Immer wieder schlägt die Trauer mit Wucht zu. „Ich brauche den Schmerz, um mich an meine Freundin und meine Schwester erinnern zu können“, sagt Dragan. „Ich fühle mich schuldig, wenn ich einen kurzen Moment glücklich bin.“ Den Tag, der sein Leben erschütterte, verdrängt er, so gut es eben geht. Die ganze Familie feierte bei der Oma, die nahe der Unglücksstelle wohnt, einen orthodoxen Feiertag. Kurz nach 19 Uhr wollten die jungen Frauen über die Chiemgaustraße zum Supermarkt – noch schnell Brot holen. Wegen einer Baustelle war die Fahrbahn verändert, die Unterführung gesperrt. Ein Mini erfasste die Frauen, die im Dunkeln in der Mitte der Straße standen.

„Es kommt mir vor, als wäre es vor ein paar Wochen gewesen“, sagt S. Lang hat er gehofft, dass alles nur ein schrecklicher Irrtum war. Dass ein Anruf kommt und jemand sagt, Tanja und Ruza leben. Doch dieser Anruf kommt nicht… S. muss unzählige Formulare ausfüllen und macht alles, was gemacht werden muss. Genau erinnern kann er sich nicht – er war monatelang wie in Trance.

Manchmal, wenn Dragan allein auf der Couch sitzt, hört er die Stimme seiner Freundin, wie sie sagt: „Mach den Fernseher leiser, die Kinder schlafen schon.“ Er lebt noch in der Wohnung, in der er mit Tanja glücklich war. „Ich brauche so viele Dinge von ihr wie möglich um mich herum“, sagt er.

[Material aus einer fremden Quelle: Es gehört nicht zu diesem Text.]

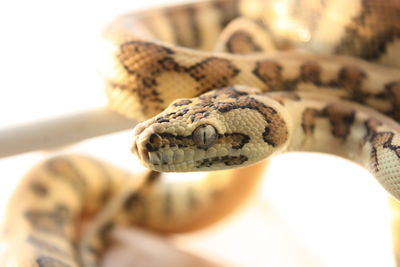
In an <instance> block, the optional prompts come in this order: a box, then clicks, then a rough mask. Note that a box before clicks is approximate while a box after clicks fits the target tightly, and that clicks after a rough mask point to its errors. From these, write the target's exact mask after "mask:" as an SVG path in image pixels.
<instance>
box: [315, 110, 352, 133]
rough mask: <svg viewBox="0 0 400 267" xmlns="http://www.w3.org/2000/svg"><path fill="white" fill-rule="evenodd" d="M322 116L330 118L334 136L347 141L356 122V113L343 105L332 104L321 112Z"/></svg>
mask: <svg viewBox="0 0 400 267" xmlns="http://www.w3.org/2000/svg"><path fill="white" fill-rule="evenodd" d="M321 116H326V117H328V119H329V122H330V124H331V127H332V134H333V135H334V136H336V137H339V138H342V139H346V138H347V136H348V135H349V134H350V127H351V125H352V124H353V122H354V118H355V111H354V110H353V109H351V108H348V107H345V106H343V105H336V104H330V105H328V106H326V107H325V108H324V109H323V110H322V111H321Z"/></svg>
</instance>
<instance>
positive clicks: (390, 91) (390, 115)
mask: <svg viewBox="0 0 400 267" xmlns="http://www.w3.org/2000/svg"><path fill="white" fill-rule="evenodd" d="M385 90H386V94H387V99H388V100H389V101H390V103H391V104H392V109H391V110H390V111H389V112H387V114H388V115H389V116H391V117H392V118H394V119H395V120H396V121H398V122H400V81H397V82H392V83H389V84H387V85H385Z"/></svg>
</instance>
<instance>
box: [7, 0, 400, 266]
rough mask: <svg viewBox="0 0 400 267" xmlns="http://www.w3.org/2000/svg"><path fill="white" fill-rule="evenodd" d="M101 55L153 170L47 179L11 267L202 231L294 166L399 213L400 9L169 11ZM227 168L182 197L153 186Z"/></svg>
mask: <svg viewBox="0 0 400 267" xmlns="http://www.w3.org/2000/svg"><path fill="white" fill-rule="evenodd" d="M102 45H103V47H104V50H105V51H107V52H108V53H106V54H105V55H104V58H103V59H104V64H103V65H102V66H101V72H102V75H103V76H104V78H105V80H106V92H107V95H108V97H109V102H110V108H112V109H113V110H115V111H116V112H118V113H120V114H123V115H125V116H127V117H129V118H134V119H141V120H144V119H147V120H146V121H144V122H142V123H140V124H138V125H137V126H136V128H135V130H134V135H135V138H134V142H133V145H132V151H133V152H134V153H135V154H136V155H137V156H138V158H139V159H140V160H141V162H142V163H143V164H144V165H145V166H147V167H149V168H150V169H152V170H153V171H150V170H149V171H147V172H145V173H143V174H142V175H139V176H133V175H132V174H129V173H127V172H125V171H123V170H120V169H118V168H116V167H114V166H110V165H108V164H105V163H101V162H99V161H97V160H94V159H91V158H87V157H83V156H77V155H72V156H58V157H54V158H51V159H48V160H46V161H45V162H43V163H41V164H39V165H38V166H36V167H35V168H34V169H32V170H31V171H30V172H29V173H28V174H27V176H26V177H25V179H23V181H22V183H21V185H20V186H19V187H18V188H17V190H16V192H15V193H14V195H13V197H12V199H11V200H10V202H9V206H8V210H7V214H6V220H5V224H4V227H3V229H2V236H1V238H2V242H3V246H4V247H5V250H4V252H3V259H2V261H3V262H2V266H7V267H11V266H13V267H14V266H18V267H20V266H39V267H48V266H56V267H67V266H68V267H72V266H98V265H99V262H100V259H101V255H102V253H103V252H104V250H105V249H106V248H107V246H108V239H107V234H108V233H109V232H110V230H112V229H113V228H114V227H115V226H116V225H121V224H124V225H131V224H136V225H141V226H144V227H148V228H151V229H153V230H155V231H159V232H164V233H173V232H183V231H189V230H193V229H197V228H200V227H204V226H206V225H208V224H210V223H212V222H214V221H216V220H218V219H220V218H221V217H223V216H225V215H226V214H228V213H229V212H230V211H231V210H233V209H234V208H235V207H236V206H237V205H239V203H241V201H242V200H243V199H244V198H245V197H246V196H247V195H248V194H249V193H250V192H251V190H252V188H253V187H254V186H255V185H256V184H257V179H258V177H260V176H261V174H262V172H263V165H264V164H265V163H262V162H261V163H258V162H260V161H261V160H263V159H266V158H267V157H269V156H270V155H272V154H277V153H281V152H285V151H316V152H324V153H331V154H335V155H339V156H342V157H345V158H348V159H350V160H352V161H354V162H357V163H359V164H361V165H362V166H365V167H366V168H367V169H368V170H369V171H371V173H373V174H374V176H375V177H376V178H377V180H378V181H379V182H380V183H381V184H382V186H383V187H384V188H385V189H386V190H387V191H388V192H389V193H390V194H391V195H392V196H394V197H395V198H397V199H400V126H399V122H400V71H399V70H398V67H400V57H399V56H398V55H399V53H400V1H398V0H390V1H381V0H363V1H361V0H357V1H344V0H339V1H338V0H325V1H318V0H305V1H300V0H288V1H283V0H269V1H261V0H249V1H239V0H212V1H207V2H200V3H192V4H187V5H180V6H171V7H164V8H159V9H153V10H147V11H142V12H136V13H130V14H126V15H124V16H121V17H119V18H117V19H116V20H115V21H113V22H112V23H111V24H110V26H109V27H108V28H107V29H106V31H105V33H104V40H103V43H102ZM367 61H369V62H367ZM157 114H158V115H157ZM255 163H257V164H255ZM239 167H245V168H239ZM222 169H226V170H225V171H223V172H219V173H215V172H210V173H209V174H208V175H207V176H206V178H204V179H203V180H201V181H196V182H193V181H192V182H186V183H185V182H183V183H180V184H176V183H171V182H167V181H164V180H163V179H161V178H160V174H159V173H158V172H170V171H174V172H190V171H213V170H222ZM157 171H158V172H157ZM242 176H246V179H239V178H241V177H242ZM249 177H250V178H249ZM242 178H243V177H242ZM59 192H62V194H60V193H59Z"/></svg>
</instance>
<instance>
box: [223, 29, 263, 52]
mask: <svg viewBox="0 0 400 267" xmlns="http://www.w3.org/2000/svg"><path fill="white" fill-rule="evenodd" d="M225 46H226V51H227V52H229V53H232V54H247V53H252V52H261V51H262V48H261V47H260V46H259V45H257V44H256V43H255V42H254V40H253V38H252V36H251V35H250V34H248V33H247V32H246V31H243V30H237V31H235V32H234V33H232V34H231V35H230V36H229V39H228V40H227V41H226V43H225Z"/></svg>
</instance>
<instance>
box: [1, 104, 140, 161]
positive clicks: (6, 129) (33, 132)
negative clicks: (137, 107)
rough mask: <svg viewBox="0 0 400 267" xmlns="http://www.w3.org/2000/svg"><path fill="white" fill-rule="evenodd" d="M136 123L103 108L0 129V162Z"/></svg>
mask: <svg viewBox="0 0 400 267" xmlns="http://www.w3.org/2000/svg"><path fill="white" fill-rule="evenodd" d="M135 124H136V122H135V121H132V120H129V119H127V118H124V117H122V116H120V115H118V114H116V113H114V112H112V111H110V110H108V109H107V108H106V107H104V108H99V109H95V110H90V111H84V112H80V113H75V114H71V115H66V116H62V117H58V118H51V119H47V120H43V121H37V122H32V123H29V124H26V125H21V126H13V127H8V128H4V129H0V158H1V157H8V156H12V155H17V154H21V153H25V152H30V151H35V150H45V149H53V148H56V147H60V146H63V145H67V144H72V143H75V142H78V141H81V140H84V139H88V138H91V137H96V136H100V135H105V134H109V133H113V132H118V131H122V130H127V129H132V128H133V127H134V126H135Z"/></svg>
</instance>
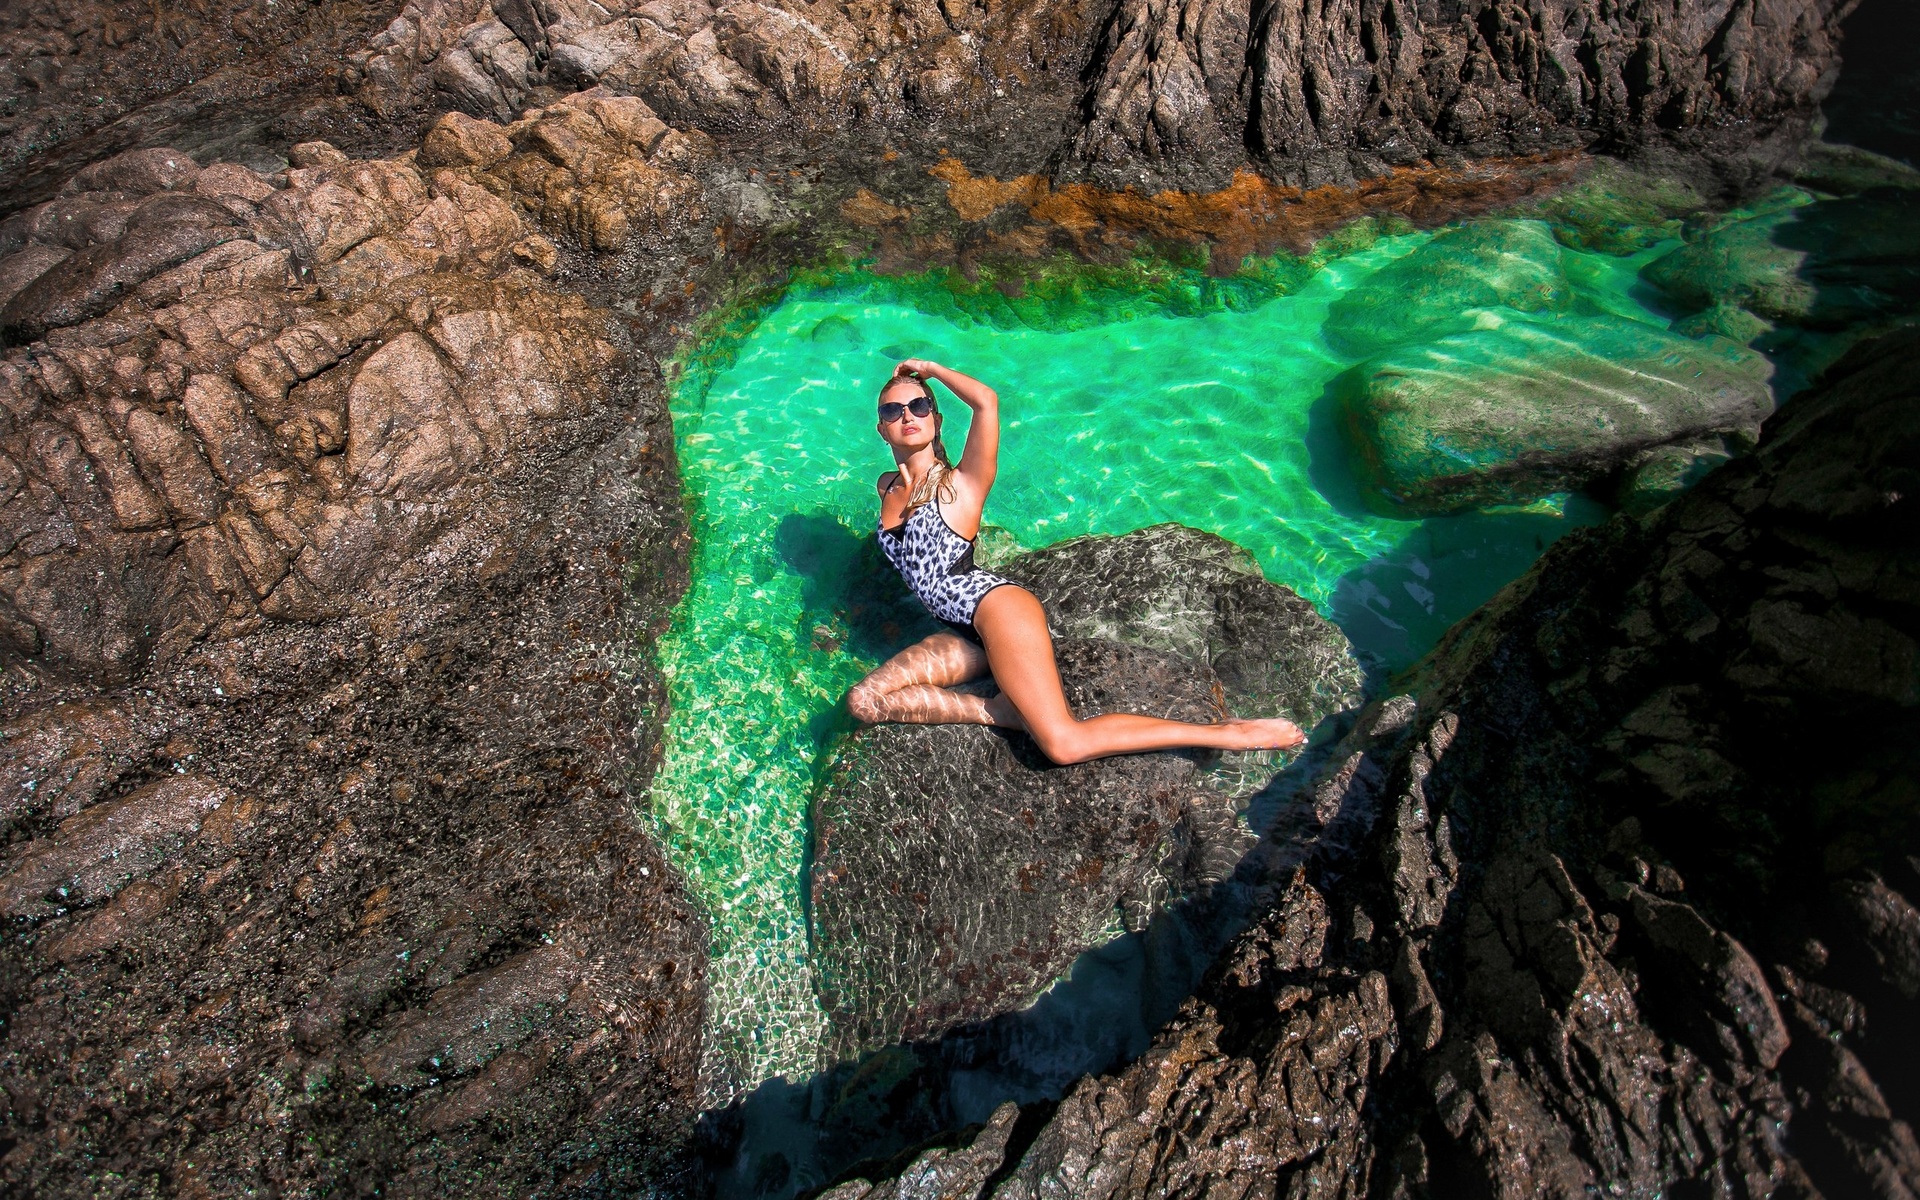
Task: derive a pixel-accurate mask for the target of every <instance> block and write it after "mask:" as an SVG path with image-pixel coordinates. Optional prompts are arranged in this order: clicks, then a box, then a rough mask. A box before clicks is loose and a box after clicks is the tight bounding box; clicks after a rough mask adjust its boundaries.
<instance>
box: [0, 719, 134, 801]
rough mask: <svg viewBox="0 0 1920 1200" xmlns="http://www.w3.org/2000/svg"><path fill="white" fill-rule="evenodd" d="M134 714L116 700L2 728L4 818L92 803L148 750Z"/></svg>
mask: <svg viewBox="0 0 1920 1200" xmlns="http://www.w3.org/2000/svg"><path fill="white" fill-rule="evenodd" d="M146 745H148V739H146V737H142V735H140V733H138V732H136V730H134V724H132V718H131V712H129V710H127V708H125V707H121V705H117V703H113V701H81V703H73V705H60V707H58V708H38V710H35V712H29V714H27V716H17V718H13V720H10V722H6V724H4V726H0V820H10V818H13V816H19V814H27V812H38V810H52V812H54V814H58V816H69V814H73V812H77V810H79V808H83V806H86V804H90V803H92V801H94V797H98V795H100V793H102V791H104V789H106V787H108V785H111V783H113V781H115V780H117V778H119V776H121V772H125V770H127V766H129V764H131V762H132V758H134V756H136V755H138V753H140V751H142V749H146Z"/></svg>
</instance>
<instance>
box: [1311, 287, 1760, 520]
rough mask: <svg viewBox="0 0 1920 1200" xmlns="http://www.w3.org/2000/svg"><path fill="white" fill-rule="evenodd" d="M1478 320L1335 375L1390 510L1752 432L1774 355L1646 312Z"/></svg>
mask: <svg viewBox="0 0 1920 1200" xmlns="http://www.w3.org/2000/svg"><path fill="white" fill-rule="evenodd" d="M1478 317H1480V321H1482V324H1480V328H1473V330H1465V332H1455V334H1448V336H1444V338H1436V340H1430V342H1421V344H1417V346H1404V348H1400V349H1394V351H1388V353H1384V355H1380V357H1375V359H1369V361H1365V363H1361V365H1359V367H1354V369H1352V371H1348V372H1346V374H1342V376H1340V382H1338V396H1340V417H1342V420H1344V422H1346V428H1348V432H1350V436H1348V445H1350V447H1352V449H1354V461H1356V470H1357V472H1359V474H1361V476H1363V478H1365V480H1367V484H1369V490H1367V495H1369V497H1380V499H1382V501H1384V503H1386V505H1390V507H1388V509H1386V511H1396V509H1400V511H1409V513H1421V515H1436V513H1459V511H1467V509H1478V507H1486V505H1505V503H1524V501H1528V499H1534V497H1538V495H1544V493H1553V492H1569V490H1574V488H1584V486H1588V484H1590V482H1596V480H1597V478H1601V476H1607V474H1611V472H1613V470H1617V468H1619V465H1620V461H1622V459H1626V457H1630V455H1634V453H1642V451H1645V449H1651V447H1659V445H1665V444H1670V442H1678V440H1686V438H1699V436H1711V434H1722V432H1736V434H1741V436H1745V440H1747V442H1751V440H1753V438H1757V436H1759V426H1761V420H1763V419H1764V417H1766V415H1768V413H1772V407H1774V397H1772V392H1770V390H1768V386H1766V384H1768V374H1770V365H1768V363H1766V359H1763V357H1761V355H1757V353H1753V351H1751V349H1745V348H1743V346H1740V344H1736V342H1730V340H1726V338H1707V340H1693V338H1684V336H1678V334H1670V332H1667V330H1663V328H1659V326H1655V324H1649V323H1645V321H1628V319H1622V317H1611V315H1582V317H1569V315H1561V317H1559V319H1557V321H1553V323H1544V321H1538V319H1511V317H1501V315H1498V313H1490V311H1484V309H1482V311H1480V313H1478Z"/></svg>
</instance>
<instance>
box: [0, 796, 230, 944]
mask: <svg viewBox="0 0 1920 1200" xmlns="http://www.w3.org/2000/svg"><path fill="white" fill-rule="evenodd" d="M228 801H230V793H228V791H227V789H225V787H221V785H217V783H213V781H211V780H204V778H196V776H180V778H175V780H161V781H159V783H150V785H148V787H142V789H138V791H132V793H129V795H125V797H121V799H117V801H106V803H102V804H94V806H90V808H86V810H84V812H79V814H77V816H69V818H67V820H63V822H61V824H60V828H58V829H54V831H52V833H48V835H46V837H40V839H35V841H31V843H27V845H25V847H21V849H19V851H17V852H13V854H10V856H8V860H6V874H0V912H4V914H8V916H40V914H46V912H50V910H52V906H54V904H84V902H88V900H102V899H106V897H111V895H113V893H117V891H119V889H121V887H125V885H127V883H129V881H132V879H138V877H140V876H144V874H146V872H150V870H154V868H156V866H159V864H161V862H165V860H167V854H169V852H171V851H173V849H177V847H179V843H180V841H182V839H186V837H190V835H194V833H198V831H200V826H202V822H205V820H207V816H209V814H211V812H213V810H215V808H219V806H221V804H225V803H228ZM50 893H58V900H54V899H50Z"/></svg>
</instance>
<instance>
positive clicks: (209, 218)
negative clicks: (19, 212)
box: [0, 92, 707, 1196]
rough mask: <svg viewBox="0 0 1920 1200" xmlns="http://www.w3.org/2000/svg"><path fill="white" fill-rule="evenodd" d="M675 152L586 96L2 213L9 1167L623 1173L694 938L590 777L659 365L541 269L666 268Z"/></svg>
mask: <svg viewBox="0 0 1920 1200" xmlns="http://www.w3.org/2000/svg"><path fill="white" fill-rule="evenodd" d="M701 146H703V142H701V140H697V138H689V136H687V134H682V132H678V131H670V129H668V127H666V125H664V123H660V121H659V119H657V117H653V113H651V111H647V109H645V106H643V104H639V102H637V100H630V98H607V96H603V94H597V92H591V94H582V96H576V98H572V100H568V102H566V104H561V106H553V108H545V109H536V111H530V113H526V115H524V117H522V119H520V121H516V123H515V125H513V127H495V125H486V123H480V121H467V119H459V117H453V119H447V121H444V123H442V125H438V127H436V129H434V136H430V138H428V142H426V146H424V148H422V150H420V152H419V154H409V156H405V157H401V159H351V157H348V156H344V154H342V152H338V150H334V148H332V146H326V144H303V146H300V148H298V150H296V156H294V157H296V161H298V163H300V165H296V167H294V169H290V171H286V173H284V175H276V177H263V175H259V173H255V171H252V169H248V167H242V165H236V163H211V165H205V167H202V165H198V163H194V159H190V157H188V156H184V154H179V152H171V150H161V152H132V154H127V156H119V157H113V159H108V161H102V163H98V165H94V167H88V169H86V171H83V173H81V175H77V177H75V179H73V180H69V184H67V186H65V188H61V194H60V196H58V198H56V200H52V202H48V204H44V205H38V207H33V209H27V211H23V213H19V215H15V217H13V219H10V221H8V223H6V225H4V227H0V236H4V238H6V252H8V257H6V259H4V263H6V267H12V269H13V275H12V278H15V280H19V278H25V282H23V284H21V286H19V288H17V290H15V292H13V296H12V298H10V300H8V301H6V309H4V317H0V321H4V324H6V326H8V336H10V338H15V340H19V342H23V344H21V346H15V348H13V349H10V351H6V355H4V359H0V495H4V505H0V513H4V518H0V532H4V538H0V547H4V551H0V662H4V676H0V685H4V697H6V699H4V701H0V705H4V710H6V720H4V726H0V764H4V791H0V822H4V824H0V828H4V831H6V845H4V847H0V912H4V914H6V918H8V920H10V922H12V925H10V935H8V939H6V943H4V947H0V1012H4V1029H6V1041H4V1043H0V1079H4V1081H6V1114H4V1129H6V1133H4V1137H6V1140H8V1144H10V1146H12V1148H10V1152H8V1154H6V1156H4V1158H0V1179H4V1181H6V1183H4V1187H6V1190H12V1192H21V1194H46V1196H54V1194H83V1192H88V1194H90V1188H92V1187H94V1185H96V1183H98V1181H102V1179H106V1177H109V1175H111V1177H115V1179H121V1181H125V1183H127V1185H129V1187H134V1188H142V1190H169V1192H192V1194H240V1192H257V1190H276V1192H290V1194H319V1192H326V1190H338V1188H340V1187H374V1188H380V1190H390V1192H405V1194H445V1192H447V1190H482V1192H495V1190H497V1192H507V1190H513V1192H518V1190H524V1188H553V1187H557V1185H559V1181H563V1179H566V1181H572V1183H570V1187H597V1188H612V1190H630V1188H637V1187H641V1183H643V1181H649V1179H657V1177H659V1173H660V1171H662V1169H664V1164H666V1162H668V1160H670V1156H672V1152H674V1146H676V1144H678V1142H680V1140H682V1139H684V1137H685V1133H687V1129H689V1125H691V1110H693V1104H695V1098H697V1087H699V1079H697V1071H699V1029H701V1012H703V1000H705V995H703V987H705V983H703V977H705V954H707V933H705V922H703V918H701V916H699V914H697V912H695V910H693V908H691V906H689V904H687V902H685V899H684V893H682V885H680V881H678V879H676V877H674V874H672V872H670V870H668V866H666V862H664V858H662V854H660V851H659V849H657V847H655V843H653V841H651V839H649V837H647V833H643V831H641V828H639V826H637V824H636V816H634V795H636V789H639V787H643V785H645V778H647V772H649V762H651V758H649V756H651V753H653V747H651V745H649V739H651V737H653V732H657V728H659V722H660V716H662V712H660V708H662V695H660V689H659V685H657V682H655V680H653V678H651V674H649V668H647V664H645V659H643V653H645V645H647V641H649V639H651V636H653V634H655V632H657V622H660V620H662V618H664V612H666V609H668V607H670V605H672V601H674V599H676V595H678V589H680V586H682V582H680V580H682V572H684V553H685V551H684V538H685V534H684V524H682V516H680V507H678V480H676V472H674V465H672V453H670V445H672V440H670V426H668V419H666V413H664V403H662V392H660V380H659V376H657V372H655V371H653V369H651V367H647V365H643V363H645V357H643V353H645V351H649V349H651V351H659V349H660V348H659V346H657V344H655V346H647V344H645V342H639V344H636V340H634V336H632V334H630V332H628V326H626V324H624V323H620V321H616V319H614V317H612V315H611V313H607V311H605V309H597V307H591V305H589V303H586V301H584V300H580V298H578V296H576V294H574V292H570V290H564V288H561V286H557V282H555V280H553V278H551V275H549V273H553V271H555V267H557V263H559V259H561V255H563V246H566V248H588V246H593V248H603V250H618V252H628V253H632V252H637V250H641V248H659V246H666V244H672V238H674V236H676V228H680V225H676V223H680V221H695V223H697V221H699V219H701V207H699V196H697V188H695V184H693V182H691V179H689V177H687V175H685V173H684V171H682V167H684V165H691V161H693V159H695V157H697V156H699V154H701ZM60 252H65V255H61V253H60ZM574 253H578V250H574ZM672 294H676V296H685V290H684V288H674V292H672ZM100 1187H106V1185H104V1183H100Z"/></svg>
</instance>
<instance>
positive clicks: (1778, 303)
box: [1642, 186, 1920, 328]
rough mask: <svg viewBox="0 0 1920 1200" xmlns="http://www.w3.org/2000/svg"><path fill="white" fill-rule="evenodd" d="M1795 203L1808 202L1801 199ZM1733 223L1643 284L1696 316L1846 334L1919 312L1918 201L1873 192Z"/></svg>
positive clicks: (1710, 232) (1646, 267) (1779, 212)
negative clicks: (1660, 288) (1728, 308)
mask: <svg viewBox="0 0 1920 1200" xmlns="http://www.w3.org/2000/svg"><path fill="white" fill-rule="evenodd" d="M1797 200H1805V194H1799V196H1797ZM1780 204H1782V205H1784V207H1772V209H1768V211H1763V213H1757V215H1753V217H1747V219H1743V221H1728V223H1724V225H1718V227H1716V228H1713V230H1709V232H1707V234H1703V236H1701V238H1697V240H1695V242H1690V244H1688V246H1680V248H1678V250H1674V252H1670V253H1667V255H1663V257H1659V259H1653V261H1651V263H1647V265H1645V269H1644V271H1642V276H1644V278H1645V280H1647V282H1651V284H1655V286H1659V288H1661V290H1665V292H1667V294H1668V296H1672V298H1676V300H1678V301H1680V303H1684V305H1690V307H1695V309H1711V307H1716V305H1738V307H1743V309H1747V311H1751V313H1755V315H1759V317H1764V319H1768V321H1784V323H1791V324H1801V326H1809V328H1841V326H1847V324H1855V323H1859V321H1874V319H1884V317H1893V315H1899V313H1905V311H1908V309H1912V307H1914V303H1920V275H1916V273H1914V269H1912V263H1914V261H1916V259H1920V192H1916V190H1910V188H1897V186H1885V188H1872V190H1868V192H1862V194H1859V196H1849V198H1845V200H1820V202H1812V204H1788V200H1782V202H1780Z"/></svg>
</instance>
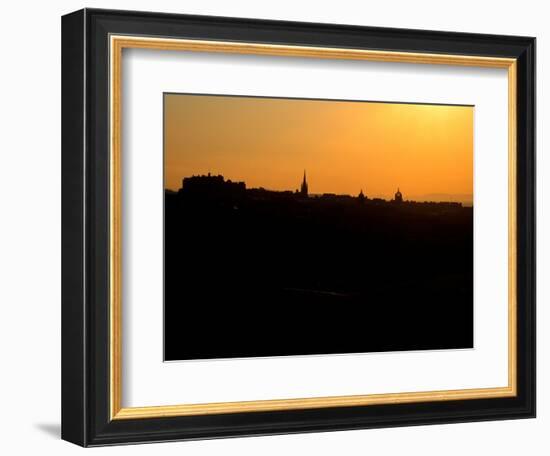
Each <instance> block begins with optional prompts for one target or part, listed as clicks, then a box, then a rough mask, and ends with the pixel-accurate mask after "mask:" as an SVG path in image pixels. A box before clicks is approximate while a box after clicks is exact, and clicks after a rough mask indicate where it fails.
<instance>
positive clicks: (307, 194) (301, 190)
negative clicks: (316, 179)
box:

München-Giesing: Dragan S. und Tanja wollten heiraten

Seinen Mädchen versucht er zu erklären, warum die Mama nicht mehr da ist. „Ich sage ihnen: Die Mama ist jetzt ein Engel.“ Damit er Tanja immer nah bei sich hat, ließ sich S. seine Freundin als Engel auf den Oberarm tätowieren. „Wir hatten noch so viel vor“, sagt er. Gerade waren die beiden dabei, ihre Hochzeit zu organisieren.

Zwar hat Dragan viel Unterstützung bekommen, doch auch verletzende Kommentare musste er lesen – gerade im Internet, von anonymen Nutzern. „Die Frauen waren doch selbst schuld“, hieß es da. „Das hat mich und meine Familie schwer getroffen.“ Nach Einschätzung der Staatsanwaltschaft kann nicht mehr geklärt werden, wer für den Unfall verantwortlich war. Denn kurz danach nahm sich der Mini-Fahrer das Leben.